I know Hat will be up for this  .........Shaggy, maybe he will watch out for you or maybe it should be the other way   ....the R


----------



## Wilber (May 20, 2003)

Shaggy, you really don't need a keeper, just someone to hang with and cut bait. If you get stuck all alone you and I will team up and give them a go. But fishin with Da Flea would be cool.

Lodging info to follow soon, I don't think he will bookup too soon.

I have heard no bad comments on the dates so that's it December 3-5, carve it in stone.


----------



## sand flea (Oct 24, 1999)

Let me check my work schedule. I'd love to make it.


----------



## shaggy (Jun 18, 2003)

Hey Sand, though I plead the fifth to last years event, fish or not, good time. Now, iffin' Jeep to small for travel, I think I can find alternative transportation, and if not, well, I might just get the feeling:

Have Jeep will travel.  

Damn, that felt good to post, so good in fact, I got to see it again.

Have Jeep will travel.


----------



## Cobia Seeker (Mar 19, 2002)

Count me in dude.... Hope they make a good Long Island Iced Tea


----------



## AL_N_VB (Apr 3, 2002)

shaggy said:


> Have Jeep will travel.
> 
> Damn, that felt good to post, so good in fact, I got to see it again.
> 
> Have Jeep will travel.


Dayum,Shag.....haven't seen that fer a while....glad....the KDH get2gether part 2....is getting ya pumped!
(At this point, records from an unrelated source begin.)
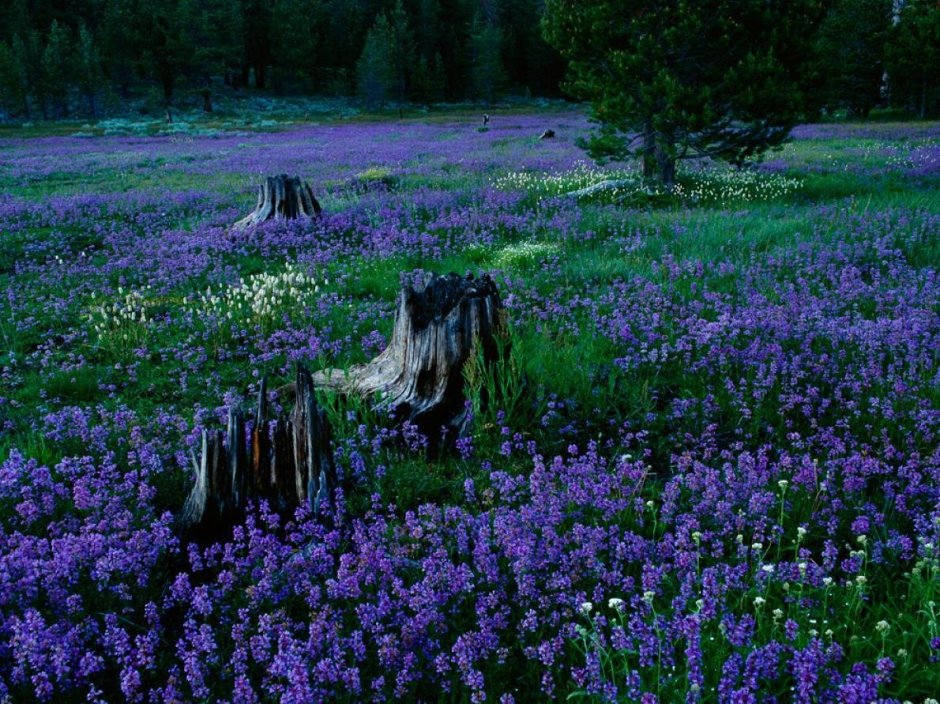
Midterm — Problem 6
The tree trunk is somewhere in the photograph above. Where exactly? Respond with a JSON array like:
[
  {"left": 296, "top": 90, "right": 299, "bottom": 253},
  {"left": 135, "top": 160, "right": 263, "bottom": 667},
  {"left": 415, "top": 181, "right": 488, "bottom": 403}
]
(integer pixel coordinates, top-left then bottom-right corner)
[
  {"left": 232, "top": 174, "right": 323, "bottom": 230},
  {"left": 313, "top": 274, "right": 504, "bottom": 447},
  {"left": 176, "top": 367, "right": 338, "bottom": 543},
  {"left": 643, "top": 122, "right": 658, "bottom": 182},
  {"left": 202, "top": 78, "right": 212, "bottom": 112},
  {"left": 656, "top": 144, "right": 676, "bottom": 190}
]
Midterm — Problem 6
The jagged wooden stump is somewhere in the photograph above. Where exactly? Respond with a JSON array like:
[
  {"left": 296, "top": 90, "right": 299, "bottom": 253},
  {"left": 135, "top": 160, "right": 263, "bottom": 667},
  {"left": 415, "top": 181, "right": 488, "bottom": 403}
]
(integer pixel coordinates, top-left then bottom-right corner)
[
  {"left": 313, "top": 274, "right": 504, "bottom": 443},
  {"left": 232, "top": 174, "right": 323, "bottom": 230},
  {"left": 177, "top": 367, "right": 337, "bottom": 542}
]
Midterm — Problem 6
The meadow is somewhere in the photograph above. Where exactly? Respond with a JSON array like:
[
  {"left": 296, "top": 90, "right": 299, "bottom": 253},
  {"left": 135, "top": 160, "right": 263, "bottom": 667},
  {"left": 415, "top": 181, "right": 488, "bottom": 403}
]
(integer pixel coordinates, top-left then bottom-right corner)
[{"left": 0, "top": 110, "right": 940, "bottom": 704}]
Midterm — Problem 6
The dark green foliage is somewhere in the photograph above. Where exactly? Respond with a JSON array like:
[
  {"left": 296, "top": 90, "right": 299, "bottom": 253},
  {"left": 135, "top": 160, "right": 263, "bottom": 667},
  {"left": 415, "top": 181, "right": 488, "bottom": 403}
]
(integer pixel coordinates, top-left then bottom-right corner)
[
  {"left": 0, "top": 0, "right": 940, "bottom": 119},
  {"left": 75, "top": 25, "right": 102, "bottom": 117},
  {"left": 356, "top": 14, "right": 395, "bottom": 106},
  {"left": 816, "top": 0, "right": 892, "bottom": 117},
  {"left": 543, "top": 0, "right": 822, "bottom": 186},
  {"left": 886, "top": 0, "right": 940, "bottom": 118},
  {"left": 470, "top": 15, "right": 506, "bottom": 102}
]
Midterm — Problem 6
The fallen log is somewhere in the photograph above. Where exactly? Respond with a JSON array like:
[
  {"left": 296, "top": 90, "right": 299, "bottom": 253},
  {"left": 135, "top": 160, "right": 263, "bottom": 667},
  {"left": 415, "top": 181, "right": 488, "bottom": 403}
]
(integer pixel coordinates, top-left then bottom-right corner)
[{"left": 232, "top": 174, "right": 323, "bottom": 230}]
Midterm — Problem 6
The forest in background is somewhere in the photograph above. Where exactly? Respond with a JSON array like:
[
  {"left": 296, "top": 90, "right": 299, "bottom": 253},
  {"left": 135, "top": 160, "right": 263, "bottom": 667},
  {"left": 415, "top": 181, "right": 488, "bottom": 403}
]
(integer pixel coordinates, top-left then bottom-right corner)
[{"left": 0, "top": 0, "right": 940, "bottom": 120}]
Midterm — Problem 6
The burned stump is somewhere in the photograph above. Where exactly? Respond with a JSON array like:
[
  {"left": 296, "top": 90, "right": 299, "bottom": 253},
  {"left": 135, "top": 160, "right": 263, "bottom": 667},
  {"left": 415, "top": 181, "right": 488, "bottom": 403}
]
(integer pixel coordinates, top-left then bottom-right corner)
[
  {"left": 313, "top": 274, "right": 504, "bottom": 444},
  {"left": 232, "top": 174, "right": 323, "bottom": 230},
  {"left": 177, "top": 367, "right": 337, "bottom": 542}
]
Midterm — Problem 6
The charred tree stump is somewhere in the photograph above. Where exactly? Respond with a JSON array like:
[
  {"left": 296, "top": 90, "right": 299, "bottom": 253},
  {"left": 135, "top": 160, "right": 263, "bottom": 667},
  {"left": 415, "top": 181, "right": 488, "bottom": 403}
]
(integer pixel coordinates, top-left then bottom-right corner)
[
  {"left": 177, "top": 367, "right": 337, "bottom": 543},
  {"left": 314, "top": 274, "right": 503, "bottom": 444},
  {"left": 232, "top": 174, "right": 323, "bottom": 230}
]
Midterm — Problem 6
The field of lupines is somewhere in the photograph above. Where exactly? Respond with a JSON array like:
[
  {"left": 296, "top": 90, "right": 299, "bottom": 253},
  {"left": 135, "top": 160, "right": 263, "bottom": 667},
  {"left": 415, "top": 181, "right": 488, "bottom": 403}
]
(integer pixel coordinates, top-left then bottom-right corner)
[{"left": 0, "top": 112, "right": 940, "bottom": 704}]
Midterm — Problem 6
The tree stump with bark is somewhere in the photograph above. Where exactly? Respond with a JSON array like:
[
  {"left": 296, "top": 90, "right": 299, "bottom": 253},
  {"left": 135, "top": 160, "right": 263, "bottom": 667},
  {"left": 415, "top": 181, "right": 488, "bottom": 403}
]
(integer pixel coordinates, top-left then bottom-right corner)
[
  {"left": 232, "top": 174, "right": 323, "bottom": 230},
  {"left": 313, "top": 274, "right": 505, "bottom": 445},
  {"left": 177, "top": 367, "right": 337, "bottom": 543}
]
Old faces...same places...gotta love fishin!See ya @ the Ritz,Shag


----------



## the rhondel (Feb 6, 2003)

Dang shag ! you are gettin pumped  ....just wait till ya start smellin some fresh Ginny and Nawth Carlina salty air    with that drummie and stripie scent.....and that brew starts tastin a tad bit yummier  .......the R


----------



## HighCap56 (Oct 21, 2003)

I'm in... Probably beg a ride from NSerch...

Sounds like a great time.


----------



## Drumdum (Jan 6, 2003)

To far of a drive to the south for me to help ya'll get rid of all the liquor.   I'm gonna at least drop by and meet up with a few of ya'll this time down anyway..


----------



## Wilber (May 20, 2003)

Now we's talking, startin' to get that warm fuzzy feelin' 'bout this whole deal. Double D and Da Flea in the same spot, call the newspaper and TV folks.

Looks like we gonna need 20lbs. of shrimp this year.


----------



## CrawFish (Sep 23, 2003)

It's in the Calendar!!! 

Wilber, hope you don't mind that I put it in there. After all it's your party.  Do you have to list of attendance and who's bringing what? Let's start from here. With all the holidays coming, I just think that we should put something together so we have time for everything else.


----------



## Wilber (May 20, 2003)

I'll bring Shrimp and the Grill Sargent.

Al is bringing the Monkey and the Goose.


----------



## Wilber (May 20, 2003)

*Room rates for the KH throw down part two.*

I guess most will stay Friday and Saturday nights. The regular rooms are $45.00 a night and you can get a couple guys in each. They have bigger rooms that sleep 4 for $59.00 a night.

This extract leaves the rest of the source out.